I still remember the pain in people's voices when I made the dreaded phone calls.  I still remember the quiet tears from my baby girl and her words, "So now we don't have a father?"  A month shy of seven years old, her grasp of the moment struck me then.  Her sadness was only interrupted by her many many questions.  Now a month from being a teenager, her grief journey has changed over and over.  She has begun to discover herself.  It's a challenged life; but it ain't dull.  She has the answers to all of those questions she had back then and can express herself in ways now that she couldn't then.  She's a poet, a musician, a humorist, and a real work of art who can push every button I forgot I ever had.  I so want her belief in herself at a level nothing can bring it down.  I want that for her that much more because I didn't have it.  It's work.

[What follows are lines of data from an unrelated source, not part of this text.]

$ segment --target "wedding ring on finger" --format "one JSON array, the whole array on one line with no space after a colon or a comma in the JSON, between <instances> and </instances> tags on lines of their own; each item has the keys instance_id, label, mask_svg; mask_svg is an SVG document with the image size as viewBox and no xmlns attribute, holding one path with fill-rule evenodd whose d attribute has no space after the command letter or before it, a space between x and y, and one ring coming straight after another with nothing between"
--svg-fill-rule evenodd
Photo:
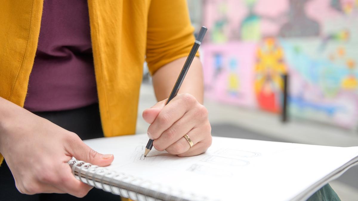
<instances>
[{"instance_id":1,"label":"wedding ring on finger","mask_svg":"<svg viewBox=\"0 0 358 201\"><path fill-rule=\"evenodd\" d=\"M188 135L185 134L184 136L184 138L187 139L187 141L189 143L189 144L190 144L190 147L194 145L194 143L193 143L193 141L190 139L190 138L189 137L189 136Z\"/></svg>"}]
</instances>

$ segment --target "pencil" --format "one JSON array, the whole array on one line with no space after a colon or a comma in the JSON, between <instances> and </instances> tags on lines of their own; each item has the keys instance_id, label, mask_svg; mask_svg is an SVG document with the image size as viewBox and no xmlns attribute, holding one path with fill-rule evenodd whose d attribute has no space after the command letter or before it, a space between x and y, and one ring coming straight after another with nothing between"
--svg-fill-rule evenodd
<instances>
[{"instance_id":1,"label":"pencil","mask_svg":"<svg viewBox=\"0 0 358 201\"><path fill-rule=\"evenodd\" d=\"M199 46L201 44L202 41L203 41L203 39L204 38L204 36L205 35L205 34L208 28L205 26L202 26L201 28L200 29L199 33L198 34L198 37L197 37L195 42L193 45L193 47L192 48L192 49L190 50L190 53L189 53L189 55L188 56L188 58L187 58L185 63L184 63L184 65L183 67L183 68L182 69L182 71L180 72L178 79L176 80L176 82L175 82L175 84L173 87L170 95L169 95L168 100L165 103L166 105L168 104L168 103L175 97L178 94L179 89L180 88L180 86L182 85L182 83L183 83L183 81L184 80L184 78L185 78L185 75L187 74L187 73L188 72L188 70L189 69L189 67L190 67L190 65L192 64L193 60L195 57L195 54L197 53ZM150 139L149 141L148 141L147 146L145 147L144 157L146 156L152 149L152 148L153 147L153 140Z\"/></svg>"}]
</instances>

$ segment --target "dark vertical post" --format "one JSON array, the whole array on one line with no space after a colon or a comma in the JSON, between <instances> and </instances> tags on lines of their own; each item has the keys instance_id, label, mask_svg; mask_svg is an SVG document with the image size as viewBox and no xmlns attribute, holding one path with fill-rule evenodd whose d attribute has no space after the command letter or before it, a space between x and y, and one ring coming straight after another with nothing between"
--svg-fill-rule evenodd
<instances>
[{"instance_id":1,"label":"dark vertical post","mask_svg":"<svg viewBox=\"0 0 358 201\"><path fill-rule=\"evenodd\" d=\"M282 103L282 108L281 109L281 119L282 122L287 122L287 96L288 88L288 75L287 74L284 74L282 75L282 79L284 81L284 91L282 93L283 100Z\"/></svg>"}]
</instances>

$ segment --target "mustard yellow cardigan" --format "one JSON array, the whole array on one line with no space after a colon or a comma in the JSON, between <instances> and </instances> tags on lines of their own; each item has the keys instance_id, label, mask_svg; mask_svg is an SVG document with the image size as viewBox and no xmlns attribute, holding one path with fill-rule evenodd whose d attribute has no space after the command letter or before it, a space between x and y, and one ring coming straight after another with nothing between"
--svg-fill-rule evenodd
<instances>
[{"instance_id":1,"label":"mustard yellow cardigan","mask_svg":"<svg viewBox=\"0 0 358 201\"><path fill-rule=\"evenodd\" d=\"M21 107L43 3L0 1L0 96ZM187 55L195 40L186 1L88 0L88 6L105 136L134 134L145 59L153 74ZM0 164L3 159L0 154Z\"/></svg>"}]
</instances>

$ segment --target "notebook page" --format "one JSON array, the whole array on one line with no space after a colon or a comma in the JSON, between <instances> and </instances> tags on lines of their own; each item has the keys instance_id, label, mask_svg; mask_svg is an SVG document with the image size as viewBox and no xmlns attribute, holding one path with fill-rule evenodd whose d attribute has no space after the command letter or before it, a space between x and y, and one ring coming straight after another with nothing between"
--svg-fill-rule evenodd
<instances>
[{"instance_id":1,"label":"notebook page","mask_svg":"<svg viewBox=\"0 0 358 201\"><path fill-rule=\"evenodd\" d=\"M141 134L85 142L114 155L108 169L150 181L158 191L198 200L289 200L358 156L357 147L214 137L199 156L179 157L153 148L143 160L148 139Z\"/></svg>"}]
</instances>

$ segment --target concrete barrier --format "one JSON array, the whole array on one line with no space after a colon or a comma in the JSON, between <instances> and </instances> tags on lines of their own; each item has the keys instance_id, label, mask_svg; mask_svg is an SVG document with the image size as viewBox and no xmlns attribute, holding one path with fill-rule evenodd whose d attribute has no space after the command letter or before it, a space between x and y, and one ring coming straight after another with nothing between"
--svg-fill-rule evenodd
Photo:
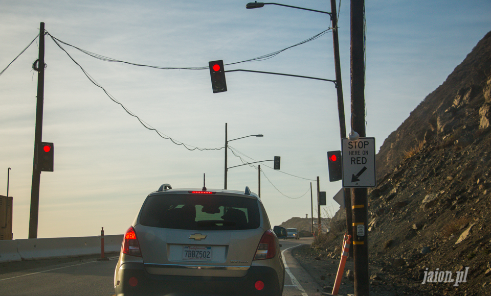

But that little baby, the tiny little boy who kept me from losing my mind that day (and a lot of days since), he is not a baby anymore.  He's happy; but he's no longer happily unaware of things.  Seems like such a short time ago he came into the world.  But he is a little person.  He's funny, energetic, obsessed with cars, trains, and legos.  He loves soccer and football.  He has gone on to school and is participating in his first sport.












 Now, he is the one with the questions.  He's in Kindergarten and he has friends.  He loves school; but he knows his house isn't like that of his two best buddies.  He talks to me about how "N" and "C" have daddies at home and he doesn't.  It's like day one, only instead of Ariana, it's Elijah asking these questions.  "Is he going to stay gone, mom?"  "Is he still sick, mom."  "Is he going to come back mom?"  "Can he just come back and give me a hug, mom."  "Did he go far mom?"  I answer as best I can and I hold him when he buries his head because the answers are never what he wants.


But we continue.  No matter how many times Elijah takes me back to day one, we continue.  No matter society's ideas of the fatherless home, we continue.  The number of times I have to change myself to fit this role don't matter.  That I'm just doing what I should while a father can stroke a brush once across his daughter's head and glitter falls from the sky, that really doesn't matter.  Just makes me roll my eyes some days.  Yeah, I know.  How I have to work during the day, support learning and activities and manage to get in 30 volunteer hours at their school...doesn't matter either.  I made them and I'm the one left. 


So we continue.  And I learn.  I taught my son how to write his name and I taught him how to tuck a football.  I watch the Avengers and The Descendants.  I hold him when he cries.  I tackle him when he wants to play rough.   I'm a poet, a humorist, a soccer defender, a musician, a historian, a wrestler, a driver and the rest.  Still working on my spiral though.


It's life day one and still is nearly 2200 days later and life is for remembering, learning, moving, pushing, loving, changing.  It's for living.